The Aharonov--Bohm effect in scattering theory

TL;DR

This paper analyzes the Aharonov--Bohm effect as a scattering process using the WKB method, revealing classical reflection and quantum diffraction phenomena, with implications for controlling particle propagation via magnetic flux.

Contribution

It demonstrates the effectiveness of the WKB method in scattering problems involving the Aharonov--Bohm effect and clarifies the independence of phenomena from boundary conditions.

Findings

Scattering cross section has classical and quantum components.

Aharonov--Bohm effect appears as a fringe shift in diffraction.

Particle propagation can be controlled by magnetic flux.

Abstract

The Aharonov--Bohm effect is considered as a scattering event with nonrelativistic charged particles of the wavelength which is less than the transverse size of an impenetrable magnetic vortex. The quasiclassical WKB method is shown to be efficient in solving this scattering problem.

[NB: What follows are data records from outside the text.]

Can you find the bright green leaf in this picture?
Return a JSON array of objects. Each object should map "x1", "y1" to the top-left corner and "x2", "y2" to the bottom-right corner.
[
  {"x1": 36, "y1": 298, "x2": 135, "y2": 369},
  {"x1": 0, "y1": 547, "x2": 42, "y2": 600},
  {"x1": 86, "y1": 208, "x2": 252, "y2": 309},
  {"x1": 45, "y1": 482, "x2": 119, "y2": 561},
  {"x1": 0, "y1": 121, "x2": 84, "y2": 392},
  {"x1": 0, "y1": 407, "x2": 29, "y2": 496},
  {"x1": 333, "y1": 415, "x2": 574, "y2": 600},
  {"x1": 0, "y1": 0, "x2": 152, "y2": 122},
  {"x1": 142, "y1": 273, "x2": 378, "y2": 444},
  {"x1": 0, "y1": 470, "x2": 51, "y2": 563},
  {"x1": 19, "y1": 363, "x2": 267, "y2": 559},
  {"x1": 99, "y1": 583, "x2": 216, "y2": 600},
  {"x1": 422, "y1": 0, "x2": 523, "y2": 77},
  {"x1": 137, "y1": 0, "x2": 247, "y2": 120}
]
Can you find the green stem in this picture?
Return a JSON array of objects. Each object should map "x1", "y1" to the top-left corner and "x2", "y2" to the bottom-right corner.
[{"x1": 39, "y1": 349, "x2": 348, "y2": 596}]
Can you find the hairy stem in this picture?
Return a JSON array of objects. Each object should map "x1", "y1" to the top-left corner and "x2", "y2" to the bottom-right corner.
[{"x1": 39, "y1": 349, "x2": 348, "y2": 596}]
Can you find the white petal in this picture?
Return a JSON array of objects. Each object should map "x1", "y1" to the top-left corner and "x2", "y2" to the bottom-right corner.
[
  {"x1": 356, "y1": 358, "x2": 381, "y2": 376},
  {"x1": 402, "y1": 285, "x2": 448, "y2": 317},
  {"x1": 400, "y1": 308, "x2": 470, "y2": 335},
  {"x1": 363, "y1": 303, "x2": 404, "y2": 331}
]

We find that the scattering cross section consists of two terms, one describing the classical phenomenon of elastic reflection and another one describing the quantum phenomenon of diffraction; the Aharonov--Bohm effect is manifested as a fringe shift in the diffraction pattern. Both the classical and the quantum phenomena are independent of the choice of a boundary condition at the vortex edge, providing that probability is conserved. We show that a propagation of charged particles can be controlled by altering the flux of a magnetic vortex placed on their way.